I was sure that we had over-pruned this part of the Rose of Sharon. I wondered how the bushes would look after we cut this empty section away, which I was certain we would need to do. Almost daily I would examine the dull, brown branches and walk away, more convinced than ever that they would never grow at all, much less bloom with pretty flowers. But one day as I passed the bushes and stopped once again to observe them, I was surprised to see the tiny beginnings of growth. Yes, there it was! I was positive I saw the bulging of new leaves that were surfacing from the seemingly dead branches. As time went on, these bare branches began to be covered by miniature leaves that turned its stark ugliness into soft beauty. And one day, there it was! A flower! Just one so far, but a sign that this section has indeed come out of the deep pruning with growth and beauty.
I’ve pondered a lot lately about how many times our lives are like that Rose of Sharon. Sometimes God has some pruning to do, cutting away the unnecessary in order to shape us into what we need to be. This pruning is never pleasant, for pruning involves chopping and chopping usually hurts. Issues like pride, selfishness, immaturity……….so much unwanted growth in our lives must be severed in order for us to grow into maturity. And there are seasons when the pruning goes very deep. God knows when we need that extra pruning, the deep cutting and shaping that is even more painful than anything we have experienced before. It hurts………….hurts terribly……….and we can either trust our Master Gardener or we can turn away in rebellion and pain.

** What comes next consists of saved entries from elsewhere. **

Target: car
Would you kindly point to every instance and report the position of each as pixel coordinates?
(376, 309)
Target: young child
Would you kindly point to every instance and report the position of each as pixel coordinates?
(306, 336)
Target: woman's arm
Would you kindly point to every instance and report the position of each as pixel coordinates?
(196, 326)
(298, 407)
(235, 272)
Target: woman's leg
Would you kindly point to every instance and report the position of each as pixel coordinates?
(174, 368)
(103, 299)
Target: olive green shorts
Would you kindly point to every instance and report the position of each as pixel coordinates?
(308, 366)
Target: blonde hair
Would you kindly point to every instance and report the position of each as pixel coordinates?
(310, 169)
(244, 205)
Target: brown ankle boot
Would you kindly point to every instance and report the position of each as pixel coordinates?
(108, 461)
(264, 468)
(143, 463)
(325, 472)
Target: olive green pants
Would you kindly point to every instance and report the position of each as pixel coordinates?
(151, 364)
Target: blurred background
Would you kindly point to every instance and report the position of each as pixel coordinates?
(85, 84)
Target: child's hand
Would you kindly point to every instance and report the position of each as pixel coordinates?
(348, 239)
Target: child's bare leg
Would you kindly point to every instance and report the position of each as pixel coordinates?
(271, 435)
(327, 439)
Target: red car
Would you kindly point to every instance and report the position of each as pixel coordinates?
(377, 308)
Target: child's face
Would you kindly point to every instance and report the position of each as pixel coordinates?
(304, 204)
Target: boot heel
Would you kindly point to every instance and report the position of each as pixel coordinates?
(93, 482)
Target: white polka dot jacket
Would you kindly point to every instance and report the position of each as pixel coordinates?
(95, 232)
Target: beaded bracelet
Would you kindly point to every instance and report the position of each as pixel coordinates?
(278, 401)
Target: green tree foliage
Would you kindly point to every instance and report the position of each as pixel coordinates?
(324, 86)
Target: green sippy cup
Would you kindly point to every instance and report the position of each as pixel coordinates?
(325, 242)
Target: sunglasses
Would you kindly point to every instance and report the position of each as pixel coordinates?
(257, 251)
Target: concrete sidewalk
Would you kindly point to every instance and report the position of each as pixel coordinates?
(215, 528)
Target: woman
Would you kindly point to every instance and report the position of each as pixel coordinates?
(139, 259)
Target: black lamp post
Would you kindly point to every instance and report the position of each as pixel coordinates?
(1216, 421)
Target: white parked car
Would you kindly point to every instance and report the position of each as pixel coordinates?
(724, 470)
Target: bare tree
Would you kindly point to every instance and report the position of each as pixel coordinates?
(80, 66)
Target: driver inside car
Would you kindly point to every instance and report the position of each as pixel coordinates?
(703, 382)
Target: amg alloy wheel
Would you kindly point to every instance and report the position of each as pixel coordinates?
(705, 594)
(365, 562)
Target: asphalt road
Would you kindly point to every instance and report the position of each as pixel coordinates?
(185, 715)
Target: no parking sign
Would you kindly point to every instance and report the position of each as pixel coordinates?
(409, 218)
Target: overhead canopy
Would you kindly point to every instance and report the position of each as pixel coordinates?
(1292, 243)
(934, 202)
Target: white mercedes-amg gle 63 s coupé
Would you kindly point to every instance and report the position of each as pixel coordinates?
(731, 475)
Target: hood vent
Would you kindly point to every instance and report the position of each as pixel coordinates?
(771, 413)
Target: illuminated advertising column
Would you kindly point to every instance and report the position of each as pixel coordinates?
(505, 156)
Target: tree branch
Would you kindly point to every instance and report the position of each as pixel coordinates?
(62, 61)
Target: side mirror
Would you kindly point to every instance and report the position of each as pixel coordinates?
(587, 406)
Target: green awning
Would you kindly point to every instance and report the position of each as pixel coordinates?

The hurt is even worse when others around us are apparently thriving, moving on with their lives and their ministries in obvious ways. We feel bland and unwanted, wondering why God is withholding our blessings and our desires. When will it be our turn to flower and blossom again? Why did God cut so profoundly? While others are healthy, and serving, and smiling, and glowing…………..we feel empty and brown and aimless. It’s so easy to look around us as we are surrounded by the green leaves and the gorgeous flowers of others, and to feel even more dead and unproductive. Yet God has a plan in the pruning! He is the perfect designer of our lives, and it’s in the suffering that we become useful and firmly established in His master plan.
James spoke about this matter of suffering in the familiar verses of James 1:2-4: “Consider it all joy, my brethren, when you encounter various trials, knowing that the testing of your faith produces endurance. And let endurance have its perfect result, so that you may be perfect and complete, lacking in nothing.” Isn’t it interesting that the word “various” mean “multi-colored?” Not one of us suffers the same as another. God has “multi-colored” ways of shaping and growing each of us. The word “perfect” means “maturity” and the word “complete” carries the idea of “full development.” So God is telling us to be joyful in the middle of the multi-colored trials that He uses in our pruning, knowing that in the end, if we allow it, we will mature into the full development that God desires.
In the cutting and the clipping, God is shaping us and growing us into maturity. Be patient. Know that “Weeping may endure for a night, but joy comes in the morning.” The vibrant leaves will emerge and the beautiful flowers will bloom again someday. Don’t let the weeds of doubt and bitterness crowd out what God is trying to accomplish. Be patient, and understand that suffering is what unites us to Christ. And who knows what new direction and new ministries may grow out of the deep pruning that God is performing in our lives at the moment. It may take time to see it but be patient, and one day you’ll be enjoying some lovely flowers that will show forth God’s glory!